Still, for the most part, this series is beautiful and unsurprisingly tinged with green.

The characters are actually all fairly annoying, but they at least have some nice voices. As Tokio, Tomokazu Seki does his usual good job as the slightly abrasive but ultimately good character. He seems to deliberately feign ignorance at times, and there's no clue as to why he's still with Arjuna because she's such a tease. As Arjuna, Higashiyama Mami is fairly good because there's a nasal quality to her voice that fits such a reluctant hero, along the lines of "I don't want to know these things!" Funny, nor do we.
Ueda Yuji as Chris sounds like he never has before: Spiritually strong but physically weak. It's just a shame that the character is so uncharismatic, even when he gets out of his wheelchair to hug Arjuna. Hisakawa Aya, who is now impossible to imagine without some sort of Osaka-ben, is also loyal as Sayuri, who seems a bit too hands on with Tokio.

The music is by Kanno Yoko, and is naturally superlative. There is no ED, as Kawamori has opted for an effective dramatic story opening each time, that shows a varying amount of recaps and new stuff. The insert songs are particularly superb and catch the atmosphere (as in the environment, not the heavy handed moralising). The ending song is an especially enjoyable Sakamoto Maaya piece but then, she can do very little wrong.
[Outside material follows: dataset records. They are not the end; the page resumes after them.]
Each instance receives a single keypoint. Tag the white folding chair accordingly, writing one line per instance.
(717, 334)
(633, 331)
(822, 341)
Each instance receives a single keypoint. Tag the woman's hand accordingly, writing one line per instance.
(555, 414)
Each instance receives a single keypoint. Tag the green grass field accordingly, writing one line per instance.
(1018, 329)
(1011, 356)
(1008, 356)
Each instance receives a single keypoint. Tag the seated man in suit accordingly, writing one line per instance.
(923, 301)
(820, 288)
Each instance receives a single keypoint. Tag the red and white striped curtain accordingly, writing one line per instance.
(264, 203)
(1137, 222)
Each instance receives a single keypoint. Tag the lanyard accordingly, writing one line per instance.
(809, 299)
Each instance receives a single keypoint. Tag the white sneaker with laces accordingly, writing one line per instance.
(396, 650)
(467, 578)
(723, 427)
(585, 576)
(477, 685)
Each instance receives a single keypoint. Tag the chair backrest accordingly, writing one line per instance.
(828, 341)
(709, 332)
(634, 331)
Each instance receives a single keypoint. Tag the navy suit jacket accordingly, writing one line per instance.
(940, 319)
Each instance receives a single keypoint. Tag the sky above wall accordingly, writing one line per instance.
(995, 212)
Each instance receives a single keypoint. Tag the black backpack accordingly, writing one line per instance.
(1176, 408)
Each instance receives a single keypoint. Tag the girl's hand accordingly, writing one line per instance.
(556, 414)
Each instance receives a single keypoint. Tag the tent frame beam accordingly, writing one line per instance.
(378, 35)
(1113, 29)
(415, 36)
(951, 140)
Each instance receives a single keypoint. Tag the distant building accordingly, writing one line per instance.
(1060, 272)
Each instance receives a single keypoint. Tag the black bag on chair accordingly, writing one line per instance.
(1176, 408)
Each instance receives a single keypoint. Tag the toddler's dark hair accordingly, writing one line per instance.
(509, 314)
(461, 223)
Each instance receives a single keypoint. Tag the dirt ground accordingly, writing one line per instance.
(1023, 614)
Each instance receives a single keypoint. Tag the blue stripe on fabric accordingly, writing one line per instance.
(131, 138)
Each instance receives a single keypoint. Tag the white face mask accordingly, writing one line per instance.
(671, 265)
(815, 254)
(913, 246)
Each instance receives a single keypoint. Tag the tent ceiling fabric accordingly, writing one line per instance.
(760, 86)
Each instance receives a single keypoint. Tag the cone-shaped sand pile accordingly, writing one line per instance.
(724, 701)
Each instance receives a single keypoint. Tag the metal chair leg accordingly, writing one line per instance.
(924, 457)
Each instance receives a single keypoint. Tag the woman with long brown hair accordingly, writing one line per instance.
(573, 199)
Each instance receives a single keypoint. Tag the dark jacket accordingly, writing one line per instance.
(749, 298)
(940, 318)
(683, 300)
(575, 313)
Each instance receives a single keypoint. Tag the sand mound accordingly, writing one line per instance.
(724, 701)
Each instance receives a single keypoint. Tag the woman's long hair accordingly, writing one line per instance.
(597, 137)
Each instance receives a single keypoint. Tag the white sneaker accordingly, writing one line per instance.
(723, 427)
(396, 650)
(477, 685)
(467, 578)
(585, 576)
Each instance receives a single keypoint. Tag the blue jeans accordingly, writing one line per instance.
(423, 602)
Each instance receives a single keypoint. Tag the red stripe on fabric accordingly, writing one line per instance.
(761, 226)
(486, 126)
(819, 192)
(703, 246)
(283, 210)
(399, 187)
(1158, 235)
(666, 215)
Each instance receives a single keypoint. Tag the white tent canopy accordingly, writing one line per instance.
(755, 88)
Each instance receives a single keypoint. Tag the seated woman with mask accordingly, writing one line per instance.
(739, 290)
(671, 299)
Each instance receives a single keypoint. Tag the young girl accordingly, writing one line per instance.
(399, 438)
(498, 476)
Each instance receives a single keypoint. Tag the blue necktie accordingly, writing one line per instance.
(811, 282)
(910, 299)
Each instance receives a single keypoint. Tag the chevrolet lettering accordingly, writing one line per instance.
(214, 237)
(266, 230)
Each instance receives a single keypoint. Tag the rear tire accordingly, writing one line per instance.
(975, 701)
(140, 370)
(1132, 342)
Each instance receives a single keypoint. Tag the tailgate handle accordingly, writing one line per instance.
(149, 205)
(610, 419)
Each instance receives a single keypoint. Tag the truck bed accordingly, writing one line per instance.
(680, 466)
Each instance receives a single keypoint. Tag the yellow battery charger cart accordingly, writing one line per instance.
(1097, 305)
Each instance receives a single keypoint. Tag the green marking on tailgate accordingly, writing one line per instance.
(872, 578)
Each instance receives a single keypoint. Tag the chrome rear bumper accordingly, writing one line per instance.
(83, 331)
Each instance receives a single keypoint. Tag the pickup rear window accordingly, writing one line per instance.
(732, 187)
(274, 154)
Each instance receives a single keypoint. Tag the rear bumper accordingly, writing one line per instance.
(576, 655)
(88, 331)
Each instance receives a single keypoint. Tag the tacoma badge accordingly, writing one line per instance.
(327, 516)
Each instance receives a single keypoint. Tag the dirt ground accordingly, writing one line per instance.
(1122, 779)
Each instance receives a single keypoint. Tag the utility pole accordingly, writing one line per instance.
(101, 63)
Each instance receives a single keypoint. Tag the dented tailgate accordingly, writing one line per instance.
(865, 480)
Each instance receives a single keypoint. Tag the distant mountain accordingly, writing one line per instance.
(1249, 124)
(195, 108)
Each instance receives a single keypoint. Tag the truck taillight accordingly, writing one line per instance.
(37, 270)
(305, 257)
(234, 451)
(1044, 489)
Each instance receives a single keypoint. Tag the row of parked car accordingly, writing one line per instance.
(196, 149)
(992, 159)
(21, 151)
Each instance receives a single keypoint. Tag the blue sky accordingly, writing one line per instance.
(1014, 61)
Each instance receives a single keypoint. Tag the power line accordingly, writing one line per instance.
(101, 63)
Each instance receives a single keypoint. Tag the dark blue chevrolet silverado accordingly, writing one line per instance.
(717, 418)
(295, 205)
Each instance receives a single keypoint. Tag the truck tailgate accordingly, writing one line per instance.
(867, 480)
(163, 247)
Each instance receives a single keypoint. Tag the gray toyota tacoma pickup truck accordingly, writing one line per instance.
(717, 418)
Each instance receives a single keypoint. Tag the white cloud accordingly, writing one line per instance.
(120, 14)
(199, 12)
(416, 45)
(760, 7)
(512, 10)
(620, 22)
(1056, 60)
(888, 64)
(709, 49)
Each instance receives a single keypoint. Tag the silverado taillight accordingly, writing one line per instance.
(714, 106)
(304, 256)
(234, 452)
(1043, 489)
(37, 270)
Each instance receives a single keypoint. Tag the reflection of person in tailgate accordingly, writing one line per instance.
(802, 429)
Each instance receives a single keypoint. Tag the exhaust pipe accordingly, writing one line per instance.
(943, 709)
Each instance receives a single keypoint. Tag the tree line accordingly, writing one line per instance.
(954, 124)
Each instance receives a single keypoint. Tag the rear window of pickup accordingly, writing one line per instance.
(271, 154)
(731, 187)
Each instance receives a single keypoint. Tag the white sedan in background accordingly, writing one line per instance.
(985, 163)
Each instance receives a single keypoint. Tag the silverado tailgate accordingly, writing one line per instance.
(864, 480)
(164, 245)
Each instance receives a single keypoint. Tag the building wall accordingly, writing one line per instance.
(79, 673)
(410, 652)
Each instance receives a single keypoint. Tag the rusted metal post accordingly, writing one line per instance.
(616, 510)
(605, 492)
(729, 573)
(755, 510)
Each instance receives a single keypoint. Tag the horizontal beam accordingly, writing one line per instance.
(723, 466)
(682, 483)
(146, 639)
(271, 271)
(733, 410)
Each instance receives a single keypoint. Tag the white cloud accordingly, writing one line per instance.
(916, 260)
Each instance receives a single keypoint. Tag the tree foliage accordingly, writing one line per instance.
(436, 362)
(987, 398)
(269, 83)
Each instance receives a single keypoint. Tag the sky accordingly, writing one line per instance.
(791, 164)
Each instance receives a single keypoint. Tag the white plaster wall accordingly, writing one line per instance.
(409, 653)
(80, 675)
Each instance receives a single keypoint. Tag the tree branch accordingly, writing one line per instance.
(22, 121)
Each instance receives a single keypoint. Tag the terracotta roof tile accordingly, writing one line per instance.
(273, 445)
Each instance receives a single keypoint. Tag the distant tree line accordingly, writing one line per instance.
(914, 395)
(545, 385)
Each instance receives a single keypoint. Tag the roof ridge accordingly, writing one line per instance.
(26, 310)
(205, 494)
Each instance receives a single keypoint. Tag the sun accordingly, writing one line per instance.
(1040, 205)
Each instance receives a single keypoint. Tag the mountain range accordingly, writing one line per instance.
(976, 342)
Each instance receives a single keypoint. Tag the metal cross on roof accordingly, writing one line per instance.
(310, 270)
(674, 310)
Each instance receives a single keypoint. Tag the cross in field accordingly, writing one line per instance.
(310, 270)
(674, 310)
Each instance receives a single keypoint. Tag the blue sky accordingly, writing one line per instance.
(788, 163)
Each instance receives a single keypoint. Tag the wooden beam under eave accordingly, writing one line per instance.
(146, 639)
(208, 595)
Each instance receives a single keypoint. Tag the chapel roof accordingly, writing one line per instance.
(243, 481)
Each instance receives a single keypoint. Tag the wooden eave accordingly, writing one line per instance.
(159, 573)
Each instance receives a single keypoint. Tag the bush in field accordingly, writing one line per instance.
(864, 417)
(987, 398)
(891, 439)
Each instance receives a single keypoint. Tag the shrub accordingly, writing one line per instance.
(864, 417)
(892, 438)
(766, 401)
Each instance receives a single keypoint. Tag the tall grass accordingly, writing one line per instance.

Arjuna is infuriating precisely because it's impossible to pinpoint what makes it compelling. To explain it to someone when you're not watching it, it just sounds heavy and weird. I deliberately turned off my "judgemental images" detector when I went in, so the impact was lessened: get past that, and the mean characters, and you'll find something you might just want to watch - but you'll be hard pressed to know why.